Age/sex: 31-year-old male
Goal: Pain-free running and build toward 10 km + trail running
Activity level: Runs 2–3×/week + gravel cycling + desk job
History: First symptoms after half marathon (Nov), ongoing for 6 months
The patient presented with recurrent lateral knee pain consistent with Iliotibial Band Syndrome (ITBS), which developed after completing his first half marathon in November without a structured training progression. Since onset, symptoms repeatedly reappeared following independent return-to-run attempts, each time without a graded loading build-up.
Pain was localized to the lateral knee, presenting within 1–2 km of running and reaching up to 7/10 in intensity, forcing cessation of activity. Symptoms typically persisted for 1–2 days post-run and were also provoked by stair descent and prolonged walking.
Initial assessment revealed clear tenderness along the iliotibial band with increased tone in the TFL and gluteal complex. No imaging was performed.
Contextual load: The patient runs 2–3×/week, cycles to work on gravel 1–2×/week, and has a desk-based job. Strength training exposure was inconsistent. Running mechanics showed a low cadence (~150 spm) with a clear cross-over gait pattern.

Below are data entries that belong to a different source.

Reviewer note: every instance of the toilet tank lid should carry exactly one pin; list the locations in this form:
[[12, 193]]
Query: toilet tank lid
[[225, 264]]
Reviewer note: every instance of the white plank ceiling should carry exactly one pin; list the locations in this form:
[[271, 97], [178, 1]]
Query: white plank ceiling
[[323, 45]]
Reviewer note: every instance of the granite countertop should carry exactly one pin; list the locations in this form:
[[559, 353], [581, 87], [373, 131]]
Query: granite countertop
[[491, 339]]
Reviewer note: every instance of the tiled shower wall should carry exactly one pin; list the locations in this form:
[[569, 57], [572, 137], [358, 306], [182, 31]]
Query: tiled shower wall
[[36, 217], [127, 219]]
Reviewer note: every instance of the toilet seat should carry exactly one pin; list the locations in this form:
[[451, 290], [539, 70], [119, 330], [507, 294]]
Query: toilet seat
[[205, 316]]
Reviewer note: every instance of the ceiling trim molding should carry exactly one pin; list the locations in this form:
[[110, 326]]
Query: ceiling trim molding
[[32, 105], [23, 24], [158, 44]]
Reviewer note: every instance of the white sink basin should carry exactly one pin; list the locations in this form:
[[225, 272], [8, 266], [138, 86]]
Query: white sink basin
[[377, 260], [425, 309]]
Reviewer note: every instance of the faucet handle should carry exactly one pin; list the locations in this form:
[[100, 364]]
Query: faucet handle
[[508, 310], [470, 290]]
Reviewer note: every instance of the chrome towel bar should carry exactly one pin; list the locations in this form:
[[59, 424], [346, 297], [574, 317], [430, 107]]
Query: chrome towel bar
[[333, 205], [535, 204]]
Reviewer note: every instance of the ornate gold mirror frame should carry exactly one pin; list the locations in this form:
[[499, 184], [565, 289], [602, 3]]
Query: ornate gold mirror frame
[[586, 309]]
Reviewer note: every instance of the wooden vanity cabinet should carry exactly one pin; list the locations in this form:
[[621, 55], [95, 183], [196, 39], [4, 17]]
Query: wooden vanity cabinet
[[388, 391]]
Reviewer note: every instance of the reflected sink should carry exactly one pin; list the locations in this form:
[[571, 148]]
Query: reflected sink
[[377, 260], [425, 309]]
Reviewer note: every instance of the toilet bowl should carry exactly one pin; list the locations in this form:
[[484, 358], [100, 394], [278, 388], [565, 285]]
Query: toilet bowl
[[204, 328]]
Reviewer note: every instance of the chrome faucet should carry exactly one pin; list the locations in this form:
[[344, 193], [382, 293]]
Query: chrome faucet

Previous return-to-run attempts consistently involved immediate 4–5 km continuous runs, exceeding current tissue capacity.
Initial treatment focused on reducing lateral chain irritability through manual therapy targeting the ITB, TFL, and gluteal musculature, combined with mobility work to reduce local tone and sensitivity.
Rehabilitation then shifted toward improving load tolerance through structured strength and stability training, with emphasis on hip control and single-leg loading capacity.
Gait retraining was introduced with two main objectives:
Progression (start date: 11 May)
Phase 1 — walk/run intervals, 3×/week
Running was reintroduced using a conservative walk-run structure. Cadence and pace were controlled, with very gradual exposure to prevent symptom reactivation. Progression was continuously adjusted based on symptom response.
Phase 2 — gradual continuous running
Transition toward continuous running was introduced in small increments, prioritizing tissue adaptation over performance. Progression remained deliberately slow given the history of repeated flare-ups following rapid load increases.
Current status: approximately 3 weeks into the program, with running tolerance improving and symptoms remaining well controlled.
Target — 10 km + trail running capacity
Progression toward consistent 10 km running with a longer-term goal of trail running exposure.

Screening revealed consistently low cadence (~150 spm) with a clear asymmetrical loading pattern and increased demand on the symptomatic lateral chain.
Despite this, the patient demonstrated the ability to run at higher speeds (up to ~14 km/h) without pain reproduction during testing, indicating that cardiovascular capacity exceeded current tissue tolerance.
Load distribution patterns suggested that symptoms were primarily driven by movement strategy and cumulative mechanical stress rather than absolute running intensity.

The main issue was repeated premature exposure to excessive running load. Each prior attempt restarted with 4–5 km continuous runs, which exceeded current tissue capacity and triggered symptom recurrence.
A structured and gradual return-to-run approach allowed progressive tissue adaptation without overload. Strength work improved global load tolerance, while gait retraining reduced lateral knee compression during stance.
Cadence increase was a key intervention, likely reducing peak lateral knee load per step and improving overall movement efficiency. Combined with reduced cross-over gait, this decreased irritability of the iliotibial band during running.
💡 This case highlights that running capacity and tissue tolerance are not the same. Even in a well-conditioned recreational runner, repeated symptom recurrence was driven by excessive early load exposure rather than lack of fitness.
A slow, structured return-to-run progression combined with cadence optimization and strength work allowed symptoms to remain controlled and enabled sustainable rebuilding of running tolerance.